Regular meat consumption increases your risk of heart disease and death, a study of nearly 30,000 people has revealed, with health experts urging people to instead eat more fish or plant-based protein.
Researchers from Cornell University investigated the association between eating processed meat, unprocessed red meat, poultry or fish, and the risk of heart disease, stroke, and death from all causes, with the findings published in the Journal of the American Medical Association (JAMA) on Tuesday.
The researchers pooled the dietary intake and health outcome data from six US studies that tracked 29,682 men and women for up to 30 years.

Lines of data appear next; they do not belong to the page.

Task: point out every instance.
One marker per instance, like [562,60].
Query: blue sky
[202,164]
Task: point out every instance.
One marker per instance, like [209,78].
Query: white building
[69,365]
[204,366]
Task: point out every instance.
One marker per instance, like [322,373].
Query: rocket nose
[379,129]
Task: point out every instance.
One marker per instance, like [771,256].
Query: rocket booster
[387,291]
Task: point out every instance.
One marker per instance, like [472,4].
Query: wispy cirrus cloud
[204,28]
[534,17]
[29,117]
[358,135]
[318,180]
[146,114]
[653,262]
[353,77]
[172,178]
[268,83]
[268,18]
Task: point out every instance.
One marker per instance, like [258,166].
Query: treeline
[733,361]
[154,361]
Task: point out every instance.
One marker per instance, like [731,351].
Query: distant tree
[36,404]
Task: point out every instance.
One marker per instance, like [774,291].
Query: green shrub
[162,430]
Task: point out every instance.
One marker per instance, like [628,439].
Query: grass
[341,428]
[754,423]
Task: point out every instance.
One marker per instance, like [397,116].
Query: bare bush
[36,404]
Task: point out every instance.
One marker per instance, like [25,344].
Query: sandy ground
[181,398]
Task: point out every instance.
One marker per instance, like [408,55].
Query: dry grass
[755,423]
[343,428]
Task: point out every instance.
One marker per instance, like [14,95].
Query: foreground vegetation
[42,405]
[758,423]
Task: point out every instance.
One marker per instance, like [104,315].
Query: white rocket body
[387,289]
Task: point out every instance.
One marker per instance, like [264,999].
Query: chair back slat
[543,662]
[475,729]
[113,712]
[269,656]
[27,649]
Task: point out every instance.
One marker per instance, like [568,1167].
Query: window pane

During that period there were 6963 heart events (fatal and non-fatal coronary heart disease, stroke, heart failure, and other heart disease) and 8875 deaths from all causes.
Regular consumption of processed meat, fresh red meat and poultry was found to slightly increase people’s risk of heart disease, while fish did not.
Eating meat of any kind (fresh or processed) was associated with an increased risk of death from any cause, while poultry and fish was not.
“Of the almost 7000 cardiovascular events, the researchers found that two versus zero servings of processed meat per week led to a robust significant 7 per cent increase in risk of one of these, whereas for unprocessed red meat risk increase was 3 per cent, and for poultry was 4 per cent, although whether the chicken was fried or not was not examined,” University of Sydney School of Medical Sciences Emeritus Professor Brian Morris explained.
“As for mortality risk, for each additional two servings of processed or unprocessed red meat there was a statistically significant 3 per cent increase in risk, whereas no increase in risk of death was seen for poultry or fish.”
Nutritionist Rosemary Stanton said the results are “in keeping with other studies”, but the “overall increased risks were small and in studies such as this, a single picture of what someone reports eating ignores the fact that many people change their diet over the years”.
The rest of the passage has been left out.